Beberapa waktu lalu, Jepang, negara maju dengan kemampuan teknologi yang tinggi ditimpa musibah besar berupa gempa bumi dan tsunami. Meski pemerintah dan segenap ilmuwannya telah memprediksi bakal terjadinya gempa bahkan telah mempersiapkan kemungkinan terjadinya tsunami besar dengan membangun tembok-tembok besar di sekitar pantai, tetap saja korban yang jatuh sangat besar, diperkirakan mencapai 27 ribu orang.
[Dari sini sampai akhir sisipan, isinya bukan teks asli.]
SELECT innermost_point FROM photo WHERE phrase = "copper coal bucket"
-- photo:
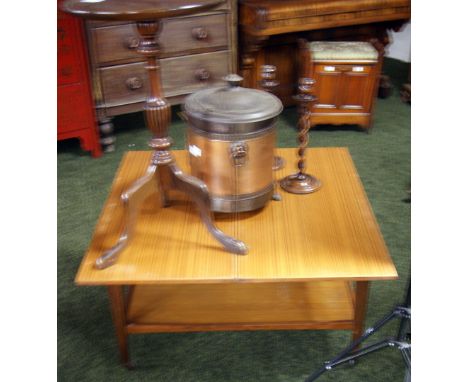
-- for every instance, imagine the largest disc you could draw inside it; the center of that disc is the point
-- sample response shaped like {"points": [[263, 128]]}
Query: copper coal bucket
{"points": [[231, 141]]}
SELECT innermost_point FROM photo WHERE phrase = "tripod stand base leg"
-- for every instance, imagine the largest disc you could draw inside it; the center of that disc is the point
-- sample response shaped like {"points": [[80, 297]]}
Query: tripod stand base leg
{"points": [[132, 200]]}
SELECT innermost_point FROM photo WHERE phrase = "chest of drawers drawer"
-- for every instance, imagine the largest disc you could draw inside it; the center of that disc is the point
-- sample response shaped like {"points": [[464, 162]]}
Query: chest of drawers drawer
{"points": [[117, 43], [123, 84]]}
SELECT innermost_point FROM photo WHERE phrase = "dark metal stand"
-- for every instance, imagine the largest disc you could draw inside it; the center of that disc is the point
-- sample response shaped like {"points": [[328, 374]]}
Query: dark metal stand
{"points": [[403, 312]]}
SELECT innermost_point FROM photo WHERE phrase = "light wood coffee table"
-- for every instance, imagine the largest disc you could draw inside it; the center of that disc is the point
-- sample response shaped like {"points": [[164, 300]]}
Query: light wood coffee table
{"points": [[309, 265]]}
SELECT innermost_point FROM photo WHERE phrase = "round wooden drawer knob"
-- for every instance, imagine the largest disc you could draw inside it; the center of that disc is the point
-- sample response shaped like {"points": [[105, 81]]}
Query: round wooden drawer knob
{"points": [[202, 74], [131, 42], [200, 33]]}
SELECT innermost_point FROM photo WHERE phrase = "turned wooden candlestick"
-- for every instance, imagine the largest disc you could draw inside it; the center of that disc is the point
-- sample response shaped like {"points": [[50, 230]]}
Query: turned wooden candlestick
{"points": [[162, 173], [300, 182], [269, 84]]}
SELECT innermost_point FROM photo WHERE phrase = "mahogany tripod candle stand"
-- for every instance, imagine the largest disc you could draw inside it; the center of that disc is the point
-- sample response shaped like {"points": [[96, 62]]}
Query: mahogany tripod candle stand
{"points": [[300, 182], [162, 173]]}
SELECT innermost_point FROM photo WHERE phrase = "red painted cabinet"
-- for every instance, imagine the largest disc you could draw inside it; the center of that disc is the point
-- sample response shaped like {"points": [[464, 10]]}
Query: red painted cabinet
{"points": [[75, 106]]}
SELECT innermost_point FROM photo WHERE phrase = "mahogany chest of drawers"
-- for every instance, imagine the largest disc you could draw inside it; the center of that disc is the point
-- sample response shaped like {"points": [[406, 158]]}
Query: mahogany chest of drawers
{"points": [[197, 51]]}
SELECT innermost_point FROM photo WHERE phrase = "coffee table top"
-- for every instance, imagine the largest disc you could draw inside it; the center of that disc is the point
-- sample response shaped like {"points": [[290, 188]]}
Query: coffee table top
{"points": [[328, 235], [136, 9]]}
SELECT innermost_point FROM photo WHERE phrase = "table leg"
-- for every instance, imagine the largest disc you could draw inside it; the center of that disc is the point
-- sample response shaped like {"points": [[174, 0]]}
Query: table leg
{"points": [[117, 300], [360, 307]]}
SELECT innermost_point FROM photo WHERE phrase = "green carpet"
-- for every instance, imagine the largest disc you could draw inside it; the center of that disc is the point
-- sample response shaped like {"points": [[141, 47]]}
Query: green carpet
{"points": [[87, 347]]}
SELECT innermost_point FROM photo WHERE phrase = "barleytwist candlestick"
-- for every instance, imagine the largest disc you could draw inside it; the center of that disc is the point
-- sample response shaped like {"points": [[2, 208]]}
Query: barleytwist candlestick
{"points": [[300, 182], [162, 173]]}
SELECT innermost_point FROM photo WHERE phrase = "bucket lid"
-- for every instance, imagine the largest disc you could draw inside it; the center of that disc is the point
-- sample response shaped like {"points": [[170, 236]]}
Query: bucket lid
{"points": [[232, 103]]}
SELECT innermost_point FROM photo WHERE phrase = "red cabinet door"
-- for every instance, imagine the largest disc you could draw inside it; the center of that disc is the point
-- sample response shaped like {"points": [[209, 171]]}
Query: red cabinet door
{"points": [[75, 107]]}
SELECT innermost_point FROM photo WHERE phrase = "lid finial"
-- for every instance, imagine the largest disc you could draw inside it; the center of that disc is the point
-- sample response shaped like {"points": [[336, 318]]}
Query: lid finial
{"points": [[233, 79]]}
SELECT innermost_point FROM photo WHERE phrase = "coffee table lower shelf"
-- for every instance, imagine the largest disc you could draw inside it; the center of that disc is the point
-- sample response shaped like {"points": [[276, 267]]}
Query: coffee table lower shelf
{"points": [[240, 306]]}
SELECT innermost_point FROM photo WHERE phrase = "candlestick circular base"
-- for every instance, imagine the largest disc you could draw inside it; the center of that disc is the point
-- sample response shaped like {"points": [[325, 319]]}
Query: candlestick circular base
{"points": [[300, 183]]}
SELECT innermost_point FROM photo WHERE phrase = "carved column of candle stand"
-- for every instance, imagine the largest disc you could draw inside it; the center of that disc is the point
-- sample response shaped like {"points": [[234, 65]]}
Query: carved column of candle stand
{"points": [[300, 182], [269, 83], [162, 171]]}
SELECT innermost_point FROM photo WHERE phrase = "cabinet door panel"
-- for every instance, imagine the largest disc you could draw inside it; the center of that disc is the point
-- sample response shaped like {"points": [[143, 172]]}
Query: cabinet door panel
{"points": [[327, 87], [355, 91]]}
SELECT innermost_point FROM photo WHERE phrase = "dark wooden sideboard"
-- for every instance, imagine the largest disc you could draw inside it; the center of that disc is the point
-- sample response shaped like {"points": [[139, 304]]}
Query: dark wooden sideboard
{"points": [[269, 31], [197, 51]]}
Gempa dan tsunami yang besar ini disusul dengan rusaknya salah satu sumber energi utama Jepang, yakni reaktor nuklir di Fukushima. Akibatnya, berkurangnya pasokan listrik dan menyebarnya radiasi menjadi hal yang menghantui hingga hari ini.
Tanpa mengurangi rasa simpati dan peduli kita pada masyarakat Jepang yang menjadi korban, ternyata kita dapat mengambil banyak pelajaran dari musibah besar yang terjadi ini. Salah satunya adalah bagaimana rakyat Jepang merespon mushibah ini dan bagaimana mereka bersikap terhadap pemerintahnya.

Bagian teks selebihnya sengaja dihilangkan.